- Interactive map of Chakloo

= Chakloo =

Village in Jammu and Kashmir, India

Chakloo, also known as Chakla, is a village on the bank of the Jhelum River, in the Baramulla District of Jammu and Kashmir, India.

== Geography ==
It is located 7 km from Baramulla. Two bridges connect the village with Kanispora via Ladoora, and Kawaja Bagh via Jambazpora respectively. Its Block is Nadihal and its Constituency is Rafiabad. Eight mohalas are found in the village: Sadeeque colony, Alnoor colony, Usmaan Abaad, Eidgah colony, Gazi Mohalla, Sofi Mohalla, Dar Mohalla, and Peer Mohalla.

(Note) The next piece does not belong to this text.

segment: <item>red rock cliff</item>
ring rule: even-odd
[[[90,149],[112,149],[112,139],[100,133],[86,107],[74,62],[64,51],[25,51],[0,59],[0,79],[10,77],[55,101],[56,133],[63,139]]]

Recently the village was given a new administrative unit (Nayabat).

==Education==
The village offers a high school (Government Boys High School Chakloo), middle schools (Government Girls Middle School Chakloo, Sheikh-Ul-Aalam Model Public School Chakloo, Green Hills Model Public School Chakloo, Hanfia Model School Chakloo, and a primary school (Government Primary School Gazi Mihalla Chakloo Baramulla). The literacy rate is 75% in males and 55% in females, and overall literacy rate is 65%.

==Demographics==
The village has a population of approximately 20,000 to 30,000 people and is headed by a panchayat committee.

== Economy ==
The economy depends on agriculture and fruit orchards, particularly apples.

==Culture==
Six mosques are present: Jamia Masjid Gazi Mohalla, Masjid Bait-ul-Allah, Masjid Noor, Masjid Sadweeq, Masjid Taqwa, and Masjid Usman. Shrines of two imams are located in the village: Saatar Sahib and Peerzada Baba Aziz ullah Shab. The main languages are Kashmiri, Urdu and English, and the primary religion is Islam.